Tout dans ce thriller psychologique tourne autour de Jeanne, le personnage principal, qui est dans le coma. Je me suis beaucoup renseignée sur ce qu’est le coma. Pour écrire et décrire, je dois me mettre dans la peau de personnes qui connaissent le coma. J’ai rencontré un homme qui est resté dans le coma pendant 3 semaines et, surtout, j’ai rencontré sa famille, sa maman, sa compagne et son frère. Ce qui a été d’une richesse inouïe. Ils étaient calés sur le sujet mais ils ont gardé cette approche humaine. Même s’ils connaissaient les réponse aux questions :  est-ce qu’on s’en sort ou pas, quelles sont les chances, que ressent-il,… J’ai dû me mettre à leur place-là pour décrire avec précisions ce qu’éprouvent mes personnages.

Penser aux vivants, ce n’est pas ton truc. Ton truc à toi, ce sont les morts. Et tu t’étonnes que ton ventre ressemble à un cimetière !

Oui, j’ai un faible pour les familles dysfonctionnelles. Ne croyez pas que ce soit une catharsys, J’ai grandi dans une famille harmonieuse.  Ma maman, qui était très jeune quand elle m’a eue et qui s’est séparée quand j’avais 3 ans,, s’est remise en ménage avec un homme formidable. J’ai grandi avec ma maman qui est tout amour et bienveillance. En revanche, il est bien plus intéressant de mettre en scène des familles qui ont des secrets, qui se déchirent,…  Mais au départ, elles sont normales, ensuite il y a le grain de sable qui vient gripper la machine et démontre toute la complexité des rapports humains.

En vérité, leur mère ne l’aime pas, elle, Charlotte. Elle ne peut pas l’aimer.

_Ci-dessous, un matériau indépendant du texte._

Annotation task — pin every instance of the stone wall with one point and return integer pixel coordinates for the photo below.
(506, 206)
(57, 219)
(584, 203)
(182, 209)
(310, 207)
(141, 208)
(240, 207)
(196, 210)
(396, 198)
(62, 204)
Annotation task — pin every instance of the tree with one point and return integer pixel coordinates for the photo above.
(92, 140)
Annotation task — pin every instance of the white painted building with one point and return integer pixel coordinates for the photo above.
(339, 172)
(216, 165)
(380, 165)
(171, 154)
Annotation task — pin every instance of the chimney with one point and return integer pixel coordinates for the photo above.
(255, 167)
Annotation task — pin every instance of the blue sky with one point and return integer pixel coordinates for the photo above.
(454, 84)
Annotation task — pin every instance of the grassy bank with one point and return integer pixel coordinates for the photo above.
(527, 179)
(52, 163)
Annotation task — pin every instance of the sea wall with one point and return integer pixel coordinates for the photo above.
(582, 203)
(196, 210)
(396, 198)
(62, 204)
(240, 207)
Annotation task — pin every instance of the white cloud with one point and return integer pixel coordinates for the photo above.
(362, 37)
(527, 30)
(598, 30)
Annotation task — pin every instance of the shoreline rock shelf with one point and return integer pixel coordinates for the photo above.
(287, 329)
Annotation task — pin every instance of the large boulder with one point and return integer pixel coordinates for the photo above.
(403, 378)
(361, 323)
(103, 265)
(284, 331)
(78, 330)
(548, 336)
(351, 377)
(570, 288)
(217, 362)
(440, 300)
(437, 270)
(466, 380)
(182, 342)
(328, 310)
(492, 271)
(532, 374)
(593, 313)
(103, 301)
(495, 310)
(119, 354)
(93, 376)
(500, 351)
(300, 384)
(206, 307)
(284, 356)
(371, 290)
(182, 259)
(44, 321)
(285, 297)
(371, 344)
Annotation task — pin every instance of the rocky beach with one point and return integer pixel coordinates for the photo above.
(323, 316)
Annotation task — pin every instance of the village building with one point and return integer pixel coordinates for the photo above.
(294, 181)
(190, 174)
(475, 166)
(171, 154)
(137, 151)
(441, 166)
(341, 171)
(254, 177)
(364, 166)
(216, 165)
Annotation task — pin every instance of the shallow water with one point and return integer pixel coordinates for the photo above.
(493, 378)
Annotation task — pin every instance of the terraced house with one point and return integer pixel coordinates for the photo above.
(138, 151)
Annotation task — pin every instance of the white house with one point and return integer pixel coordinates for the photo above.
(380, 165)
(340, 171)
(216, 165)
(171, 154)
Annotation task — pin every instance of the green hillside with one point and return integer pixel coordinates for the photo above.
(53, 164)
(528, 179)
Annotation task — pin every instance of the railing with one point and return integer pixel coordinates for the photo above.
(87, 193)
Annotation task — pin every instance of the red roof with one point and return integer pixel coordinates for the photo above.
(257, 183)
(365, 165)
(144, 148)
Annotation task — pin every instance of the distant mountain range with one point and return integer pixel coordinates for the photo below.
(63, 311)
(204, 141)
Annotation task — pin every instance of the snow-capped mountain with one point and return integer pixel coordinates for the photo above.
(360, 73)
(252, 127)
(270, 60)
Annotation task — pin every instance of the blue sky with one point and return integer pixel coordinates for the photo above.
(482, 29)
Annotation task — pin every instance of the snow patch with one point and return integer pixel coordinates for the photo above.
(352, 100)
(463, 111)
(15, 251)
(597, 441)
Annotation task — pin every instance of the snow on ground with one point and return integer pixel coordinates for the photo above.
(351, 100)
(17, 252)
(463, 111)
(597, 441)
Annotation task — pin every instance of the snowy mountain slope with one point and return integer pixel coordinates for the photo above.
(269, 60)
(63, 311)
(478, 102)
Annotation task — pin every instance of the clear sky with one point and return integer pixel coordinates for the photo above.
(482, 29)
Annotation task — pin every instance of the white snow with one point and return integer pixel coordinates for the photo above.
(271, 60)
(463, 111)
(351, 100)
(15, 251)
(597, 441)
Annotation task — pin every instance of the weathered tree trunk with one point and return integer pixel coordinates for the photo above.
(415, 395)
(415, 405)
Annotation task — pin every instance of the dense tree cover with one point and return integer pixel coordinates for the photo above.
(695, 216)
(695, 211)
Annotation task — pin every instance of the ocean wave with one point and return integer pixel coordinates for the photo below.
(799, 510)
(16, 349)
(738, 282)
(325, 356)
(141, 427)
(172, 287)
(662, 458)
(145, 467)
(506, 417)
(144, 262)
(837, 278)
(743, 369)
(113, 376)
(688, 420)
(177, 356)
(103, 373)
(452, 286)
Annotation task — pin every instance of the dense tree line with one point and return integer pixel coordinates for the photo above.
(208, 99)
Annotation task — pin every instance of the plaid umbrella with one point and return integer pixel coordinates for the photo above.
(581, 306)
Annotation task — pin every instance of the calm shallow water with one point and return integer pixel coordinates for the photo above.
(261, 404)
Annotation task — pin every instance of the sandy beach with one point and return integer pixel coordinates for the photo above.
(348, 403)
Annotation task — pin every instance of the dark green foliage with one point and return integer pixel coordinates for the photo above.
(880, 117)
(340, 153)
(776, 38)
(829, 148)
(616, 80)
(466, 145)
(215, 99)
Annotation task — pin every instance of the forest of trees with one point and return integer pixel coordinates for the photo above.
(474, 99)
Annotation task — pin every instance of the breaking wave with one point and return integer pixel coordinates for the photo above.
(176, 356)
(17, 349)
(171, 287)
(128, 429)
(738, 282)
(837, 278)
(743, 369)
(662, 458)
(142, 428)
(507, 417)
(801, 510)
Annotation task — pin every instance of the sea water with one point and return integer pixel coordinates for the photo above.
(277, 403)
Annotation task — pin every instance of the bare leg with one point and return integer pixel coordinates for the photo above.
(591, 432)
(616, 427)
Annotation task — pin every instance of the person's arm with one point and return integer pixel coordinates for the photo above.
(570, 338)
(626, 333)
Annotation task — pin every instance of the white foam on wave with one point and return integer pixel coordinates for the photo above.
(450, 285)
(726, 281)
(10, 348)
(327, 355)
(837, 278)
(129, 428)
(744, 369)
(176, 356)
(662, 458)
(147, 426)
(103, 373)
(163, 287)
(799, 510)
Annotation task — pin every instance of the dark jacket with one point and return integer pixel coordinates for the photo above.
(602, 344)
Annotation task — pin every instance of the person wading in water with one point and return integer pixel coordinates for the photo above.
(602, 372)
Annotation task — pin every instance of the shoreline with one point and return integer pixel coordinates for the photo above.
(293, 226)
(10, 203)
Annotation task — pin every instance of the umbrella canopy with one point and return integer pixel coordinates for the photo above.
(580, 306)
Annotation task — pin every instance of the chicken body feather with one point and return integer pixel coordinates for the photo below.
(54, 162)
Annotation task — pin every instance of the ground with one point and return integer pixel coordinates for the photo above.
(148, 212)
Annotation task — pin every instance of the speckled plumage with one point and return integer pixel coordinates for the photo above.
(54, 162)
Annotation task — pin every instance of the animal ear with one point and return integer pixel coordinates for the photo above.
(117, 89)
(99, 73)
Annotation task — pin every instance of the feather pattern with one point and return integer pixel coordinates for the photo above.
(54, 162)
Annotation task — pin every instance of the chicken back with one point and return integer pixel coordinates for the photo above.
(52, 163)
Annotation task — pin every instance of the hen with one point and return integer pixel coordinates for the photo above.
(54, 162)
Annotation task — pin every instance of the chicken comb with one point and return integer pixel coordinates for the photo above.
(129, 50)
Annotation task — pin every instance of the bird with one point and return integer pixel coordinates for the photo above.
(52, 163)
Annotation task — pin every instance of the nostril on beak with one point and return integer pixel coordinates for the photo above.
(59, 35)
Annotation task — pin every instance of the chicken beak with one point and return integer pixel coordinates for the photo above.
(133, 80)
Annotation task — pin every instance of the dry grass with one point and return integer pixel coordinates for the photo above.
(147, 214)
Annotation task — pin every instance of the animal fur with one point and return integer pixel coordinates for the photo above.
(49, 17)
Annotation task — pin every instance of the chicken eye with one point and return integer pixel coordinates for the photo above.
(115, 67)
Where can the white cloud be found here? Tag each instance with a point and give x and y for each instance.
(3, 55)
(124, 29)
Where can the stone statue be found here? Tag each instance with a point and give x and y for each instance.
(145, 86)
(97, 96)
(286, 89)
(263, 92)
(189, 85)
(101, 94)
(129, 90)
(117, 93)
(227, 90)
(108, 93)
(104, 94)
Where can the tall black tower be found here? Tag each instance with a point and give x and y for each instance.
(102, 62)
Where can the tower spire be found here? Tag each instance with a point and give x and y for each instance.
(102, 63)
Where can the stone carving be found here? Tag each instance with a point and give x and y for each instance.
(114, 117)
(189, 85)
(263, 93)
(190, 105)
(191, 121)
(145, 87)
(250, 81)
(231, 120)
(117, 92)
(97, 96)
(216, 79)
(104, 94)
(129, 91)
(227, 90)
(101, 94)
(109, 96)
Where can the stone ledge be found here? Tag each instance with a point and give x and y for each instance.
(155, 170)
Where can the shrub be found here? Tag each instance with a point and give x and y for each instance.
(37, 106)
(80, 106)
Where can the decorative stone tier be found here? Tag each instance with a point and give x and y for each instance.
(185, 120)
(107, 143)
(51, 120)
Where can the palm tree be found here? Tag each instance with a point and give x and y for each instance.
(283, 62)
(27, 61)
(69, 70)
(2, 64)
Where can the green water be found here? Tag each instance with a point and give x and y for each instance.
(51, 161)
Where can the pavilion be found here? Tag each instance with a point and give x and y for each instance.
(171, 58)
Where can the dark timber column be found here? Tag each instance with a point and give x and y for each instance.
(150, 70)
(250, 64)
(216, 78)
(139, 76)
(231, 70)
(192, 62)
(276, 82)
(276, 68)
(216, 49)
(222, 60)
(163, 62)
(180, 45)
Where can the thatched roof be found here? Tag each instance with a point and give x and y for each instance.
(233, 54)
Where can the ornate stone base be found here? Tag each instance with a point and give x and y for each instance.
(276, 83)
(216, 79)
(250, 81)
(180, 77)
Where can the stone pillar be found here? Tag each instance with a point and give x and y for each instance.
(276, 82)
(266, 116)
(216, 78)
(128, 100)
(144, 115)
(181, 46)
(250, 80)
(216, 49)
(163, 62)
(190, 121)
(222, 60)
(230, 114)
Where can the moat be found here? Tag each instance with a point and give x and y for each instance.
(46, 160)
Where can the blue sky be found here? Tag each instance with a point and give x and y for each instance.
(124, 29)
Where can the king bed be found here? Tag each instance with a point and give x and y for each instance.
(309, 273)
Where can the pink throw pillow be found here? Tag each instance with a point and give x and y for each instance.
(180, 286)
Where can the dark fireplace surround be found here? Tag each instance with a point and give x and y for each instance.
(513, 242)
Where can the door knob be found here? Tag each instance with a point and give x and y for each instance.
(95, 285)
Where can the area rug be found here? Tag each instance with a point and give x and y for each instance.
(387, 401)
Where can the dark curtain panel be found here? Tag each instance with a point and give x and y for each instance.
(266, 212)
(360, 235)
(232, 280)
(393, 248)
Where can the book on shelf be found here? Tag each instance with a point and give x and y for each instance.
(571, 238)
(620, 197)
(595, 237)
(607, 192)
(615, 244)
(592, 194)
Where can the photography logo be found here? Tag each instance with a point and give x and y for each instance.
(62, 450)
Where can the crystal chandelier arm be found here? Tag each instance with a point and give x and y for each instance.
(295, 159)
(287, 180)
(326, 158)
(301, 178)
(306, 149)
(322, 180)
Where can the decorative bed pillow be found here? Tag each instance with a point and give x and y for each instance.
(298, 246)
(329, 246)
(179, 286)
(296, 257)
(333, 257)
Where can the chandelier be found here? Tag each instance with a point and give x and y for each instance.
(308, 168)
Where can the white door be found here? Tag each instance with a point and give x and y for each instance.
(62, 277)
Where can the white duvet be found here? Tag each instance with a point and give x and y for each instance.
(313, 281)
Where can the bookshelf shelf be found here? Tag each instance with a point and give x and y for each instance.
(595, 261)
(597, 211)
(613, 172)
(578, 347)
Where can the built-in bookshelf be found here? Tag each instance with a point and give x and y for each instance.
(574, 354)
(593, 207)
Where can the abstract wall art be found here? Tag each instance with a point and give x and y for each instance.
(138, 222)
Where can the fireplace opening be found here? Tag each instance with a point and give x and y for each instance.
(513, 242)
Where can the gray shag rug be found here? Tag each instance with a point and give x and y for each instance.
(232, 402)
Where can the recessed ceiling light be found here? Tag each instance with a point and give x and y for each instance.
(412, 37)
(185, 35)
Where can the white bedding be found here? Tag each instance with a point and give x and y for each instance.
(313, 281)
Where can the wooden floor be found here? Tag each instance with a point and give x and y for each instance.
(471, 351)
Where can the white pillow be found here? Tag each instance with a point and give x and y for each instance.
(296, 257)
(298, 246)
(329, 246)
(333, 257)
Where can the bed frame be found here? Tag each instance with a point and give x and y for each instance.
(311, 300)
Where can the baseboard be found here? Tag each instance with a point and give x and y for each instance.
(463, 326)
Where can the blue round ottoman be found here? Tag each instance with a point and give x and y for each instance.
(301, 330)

De le savoir enfin, d’en comprendre la raison surtout, ça la laisse pantoise, un peu tremblante, comme si elle venait de subir une intervention chirurgicale, l’ablation d’une tumeur maligne : elle sent qu’on lui a enlevé quelque chose, une partie d’elle-même, dont elle soupçonne pourtant que l’absence lui sera bénéfique

L’amour maternel est le premier amour que l’on reçoit, il est fondamental.  En être privé cela laisse des traces. Micheline, l’un de mes personnages, est une femme bien comme il faut, mais elle aime plus l’une de ses deux filles, Jeanne qui est dans le coma. Charlotte, l’aînée, a toujours ressenti que sa mère préférait sa sœur, mais sans comprendre pourquoi. Quand elle apprend le secret familial, elle comprend enfin l’origine de cette préférence Jeanne est l’enfant de l’amour, elle ne l’est pas. Tout ça est très intéressant et c’est un beau terrain de jeu pour moi. Si je veux mettre à mal mes personnages, les confronter et créer des tensions,… J’essaye de toucher les lecteurs par l’émotion, la psychologie, les relations, bien plus que par des actions musclées.

Et les vivants autour, Barbara Abel, Belfond Editions, 19 €.